F1 Score Calculator for Python Metrics

Calculator Inputs

Input mode

Model name

Positive label

True positives

False positives

False negatives

True negatives

Average method

Beta

Decision threshold

Decimal places

True labels

Predicted labels

Report notes

Formula Used

Precision equals true positives divided by predicted positives. Recall equals true positives divided by real positives. F1 is the harmonic mean of precision and recall.

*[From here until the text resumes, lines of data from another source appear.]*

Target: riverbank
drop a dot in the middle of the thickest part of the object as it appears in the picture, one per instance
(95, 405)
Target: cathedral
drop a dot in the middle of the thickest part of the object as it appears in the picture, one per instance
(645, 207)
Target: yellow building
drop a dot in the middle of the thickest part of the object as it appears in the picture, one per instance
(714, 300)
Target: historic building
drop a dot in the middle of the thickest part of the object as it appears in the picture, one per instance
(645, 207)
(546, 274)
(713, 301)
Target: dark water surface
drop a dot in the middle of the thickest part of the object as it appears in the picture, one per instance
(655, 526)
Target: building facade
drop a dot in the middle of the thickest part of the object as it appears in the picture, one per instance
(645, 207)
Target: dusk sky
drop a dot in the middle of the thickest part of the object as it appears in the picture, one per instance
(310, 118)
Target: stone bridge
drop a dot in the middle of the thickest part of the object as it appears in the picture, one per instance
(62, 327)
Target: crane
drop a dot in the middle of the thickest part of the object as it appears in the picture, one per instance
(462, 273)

Precision = TP / (TP + FP)

Recall = TP / (TP + FN)

F1 = 2 × Precision × Recall / (Precision + Recall)

F beta = (1 + beta²) × Precision × Recall / ((beta² × Precision) + Recall)

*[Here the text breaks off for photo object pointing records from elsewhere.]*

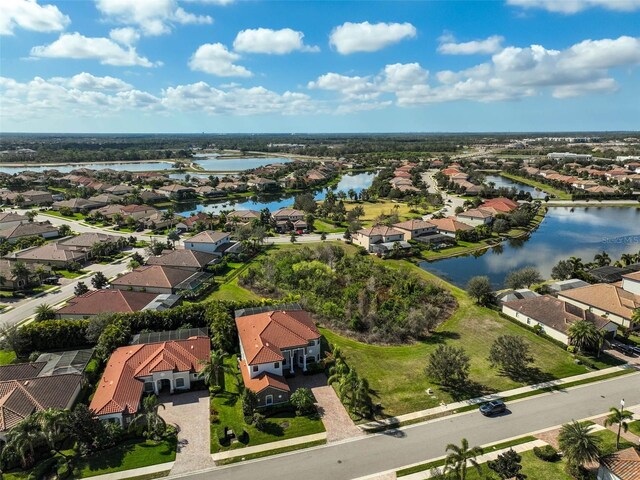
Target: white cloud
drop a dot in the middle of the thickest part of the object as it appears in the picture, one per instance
(575, 6)
(28, 14)
(152, 17)
(511, 74)
(214, 58)
(76, 46)
(488, 46)
(266, 40)
(366, 37)
(125, 36)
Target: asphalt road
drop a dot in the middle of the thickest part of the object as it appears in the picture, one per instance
(421, 442)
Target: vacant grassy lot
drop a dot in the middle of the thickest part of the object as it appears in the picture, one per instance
(471, 327)
(279, 427)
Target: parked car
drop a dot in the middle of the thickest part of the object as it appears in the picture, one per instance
(493, 408)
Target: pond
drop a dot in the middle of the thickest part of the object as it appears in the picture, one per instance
(565, 232)
(124, 166)
(213, 163)
(357, 182)
(502, 182)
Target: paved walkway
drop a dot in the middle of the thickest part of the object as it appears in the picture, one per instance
(189, 413)
(376, 425)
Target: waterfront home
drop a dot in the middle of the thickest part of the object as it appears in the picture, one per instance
(554, 316)
(275, 343)
(611, 301)
(96, 302)
(23, 230)
(373, 238)
(158, 279)
(148, 368)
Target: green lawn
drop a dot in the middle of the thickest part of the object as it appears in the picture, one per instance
(280, 427)
(7, 357)
(128, 455)
(542, 186)
(405, 391)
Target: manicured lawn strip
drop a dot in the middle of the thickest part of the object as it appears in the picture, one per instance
(229, 408)
(7, 357)
(634, 427)
(267, 453)
(128, 455)
(542, 186)
(437, 463)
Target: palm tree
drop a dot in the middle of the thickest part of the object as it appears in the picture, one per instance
(618, 417)
(578, 444)
(602, 259)
(44, 312)
(459, 457)
(584, 335)
(214, 367)
(149, 420)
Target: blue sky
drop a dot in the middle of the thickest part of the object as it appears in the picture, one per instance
(302, 66)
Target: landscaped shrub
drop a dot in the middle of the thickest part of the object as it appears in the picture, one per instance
(546, 453)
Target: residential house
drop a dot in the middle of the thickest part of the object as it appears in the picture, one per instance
(158, 279)
(23, 230)
(96, 302)
(215, 243)
(379, 238)
(190, 260)
(53, 381)
(606, 300)
(475, 217)
(274, 343)
(449, 226)
(415, 228)
(554, 316)
(621, 465)
(134, 370)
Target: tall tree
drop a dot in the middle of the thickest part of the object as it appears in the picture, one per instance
(620, 417)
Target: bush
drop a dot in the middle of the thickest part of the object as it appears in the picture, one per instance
(546, 453)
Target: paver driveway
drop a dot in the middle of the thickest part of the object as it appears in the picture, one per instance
(189, 413)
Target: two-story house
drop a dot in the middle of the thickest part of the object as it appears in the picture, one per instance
(273, 344)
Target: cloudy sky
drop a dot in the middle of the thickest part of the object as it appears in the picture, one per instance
(319, 66)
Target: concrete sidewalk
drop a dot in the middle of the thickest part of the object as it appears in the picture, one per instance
(443, 408)
(239, 452)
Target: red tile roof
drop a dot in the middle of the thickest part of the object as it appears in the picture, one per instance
(121, 385)
(264, 335)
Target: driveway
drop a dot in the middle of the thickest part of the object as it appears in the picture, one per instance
(189, 413)
(335, 418)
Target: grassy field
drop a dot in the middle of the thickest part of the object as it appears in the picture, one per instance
(279, 427)
(7, 357)
(561, 195)
(405, 391)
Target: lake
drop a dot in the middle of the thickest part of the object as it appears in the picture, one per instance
(214, 163)
(357, 182)
(502, 182)
(562, 234)
(125, 166)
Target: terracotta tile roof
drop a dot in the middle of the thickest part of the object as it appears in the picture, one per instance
(182, 258)
(265, 335)
(609, 298)
(121, 385)
(554, 313)
(107, 301)
(625, 464)
(21, 398)
(262, 381)
(379, 230)
(416, 224)
(208, 236)
(450, 224)
(153, 276)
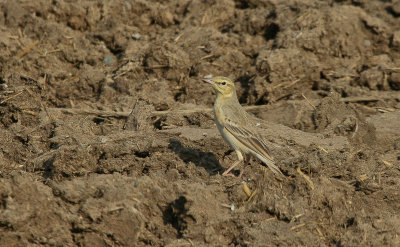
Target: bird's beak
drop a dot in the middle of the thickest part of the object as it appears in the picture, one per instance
(209, 80)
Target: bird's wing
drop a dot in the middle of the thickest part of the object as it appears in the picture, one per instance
(253, 141)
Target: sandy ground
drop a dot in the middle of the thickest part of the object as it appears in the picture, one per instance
(77, 169)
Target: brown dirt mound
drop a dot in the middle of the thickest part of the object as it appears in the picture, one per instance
(107, 138)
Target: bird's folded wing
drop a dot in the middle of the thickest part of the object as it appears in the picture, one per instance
(253, 141)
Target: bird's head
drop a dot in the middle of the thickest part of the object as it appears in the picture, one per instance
(223, 86)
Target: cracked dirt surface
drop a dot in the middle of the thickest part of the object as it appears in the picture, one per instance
(76, 169)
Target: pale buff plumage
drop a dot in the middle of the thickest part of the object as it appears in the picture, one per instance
(237, 127)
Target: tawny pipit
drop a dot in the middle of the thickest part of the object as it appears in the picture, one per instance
(237, 127)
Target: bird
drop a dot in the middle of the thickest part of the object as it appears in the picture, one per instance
(237, 127)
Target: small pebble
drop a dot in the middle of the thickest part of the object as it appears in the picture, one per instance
(108, 60)
(136, 36)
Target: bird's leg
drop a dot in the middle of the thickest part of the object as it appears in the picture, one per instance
(246, 162)
(240, 159)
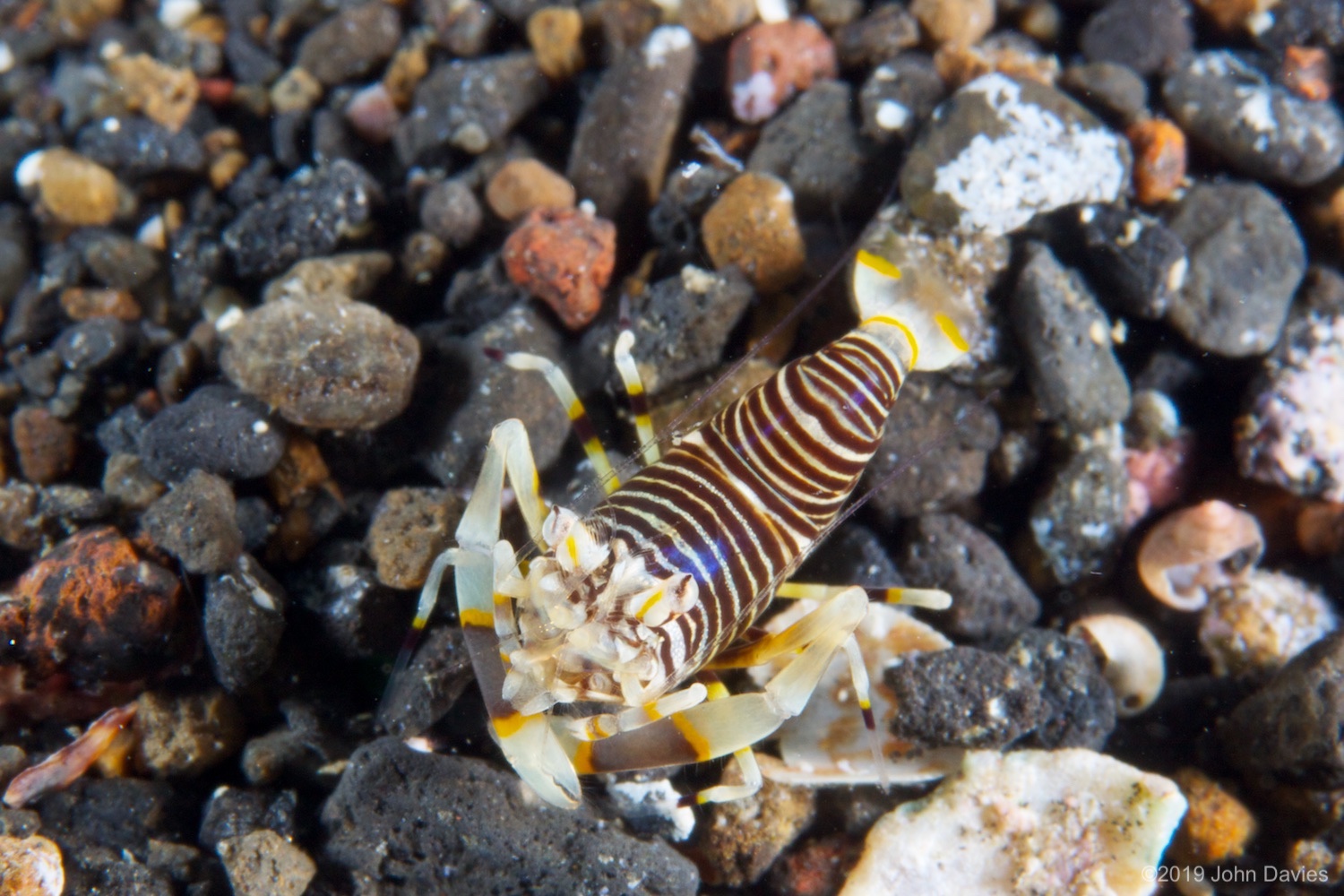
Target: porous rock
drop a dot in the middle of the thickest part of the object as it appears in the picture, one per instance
(394, 805)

How to Use This Calculator

Choose confusion matrix counts when you already know TP, FP, FN, and TN.
Choose labels when you want the tool to compare true and predicted values.
Enter the positive label for binary scoring.
Select micro, macro, or weighted average for multiclass review.
Press Calculate to show the result above the form.
Use CSV or PDF to save the report.

Python Check Snippet

tp, fp, fn = 82, 9, 14
precision = tp / (tp + fp) if (tp + fp) else 0
recall = tp / (tp + fn) if (tp + fn) else 0
f1 = 2 * precision * recall / (precision + recall) if (precision + recall) else 0
print(round(f1, 4))

Example Data Table

Case	True Label	Predicted Label	Outcome for Positive Class 1
1	1	1	True positive
2	1	0	False negative
3	0	1	False positive
4	0	0	True negative
5	1	1	True positive

F1 Score Calculator for Python Model Review

An F1 score helps you inspect a classifier with one balanced number. It joins precision and recall into a harmonic mean. This is useful when accuracy hides important mistakes. A model can look accurate when the dataset has many easy negative cases. F1 focuses on the positive class, or on every class when averages are used.

Why F1 matters

Precision answers a direct question. Of the items predicted positive, how many were correct? Recall asks another question. Of the real positives, how many did the model find? F1 rewards models that keep both values strong. A high precision with weak recall can still produce a modest F1 score. A high recall with weak precision can do the same.

Working with counts

The binary count method uses true positives, false positives, false negatives, and true negatives. These values form a confusion matrix. The calculator checks each value, prevents invalid totals, and shows related measures. These include accuracy, specificity, error rate, and balanced accuracy. You can also enter beta to build a general F score. Beta above one gives more weight to recall. Beta below one gives more weight to precision.

Working with labels

You can paste true labels and predicted labels from Python output. Use comma separated values. The tool creates class level counts for each label. It then reports precision, recall, F1, and support. Micro average counts all decisions together. Macro average treats every class equally. Weighted average respects class support. These options match common model review needs.

Using the result

Do not judge a model by F1 alone. Compare it with business risk, class balance, and data quality. For fraud, recall may matter more. For spam filtering, precision may matter more. Check the class table before choosing a model. Look for weak classes and uneven support.

Downloads

The CSV file is useful for spreadsheets. The PDF file is useful for records. Both exports include the inputs and calculated values. Keep them with training notes. They make model comparisons easier.

Best practice

Use the same validation split for each comparison. Record the threshold used for predicted classes. Small threshold changes can shift precision and recall. Save each run, then compare scores with care.

FAQs

What is an F1 score?

F1 score is the harmonic mean of precision and recall. It helps judge classification quality when false positives and false negatives both matter.

When should I use F1 instead of accuracy?

Use F1 when classes are imbalanced or positive cases are important. Accuracy can look high when a model mostly predicts the larger class.

What is precision?

Precision shows how many predicted positives were actually positive. It is useful when false alarms are expensive or harmful.

What is recall?

Recall shows how many real positives were found. It is useful when missing a positive case creates risk or cost.

What does beta mean?

Beta changes the balance between precision and recall. Beta one gives the normal F1 score. Higher beta favors recall. Lower beta favors precision.

What is macro average?

Macro average calculates each class score, then averages them equally. It gives small classes the same weight as large classes.

What is weighted average?

Weighted average calculates each class score, then weights it by class support. Larger classes influence the final value more.

Can I export the result?

Yes. Use the CSV button for spreadsheet work. Use the PDF button for a simple saved report with inputs and metrics.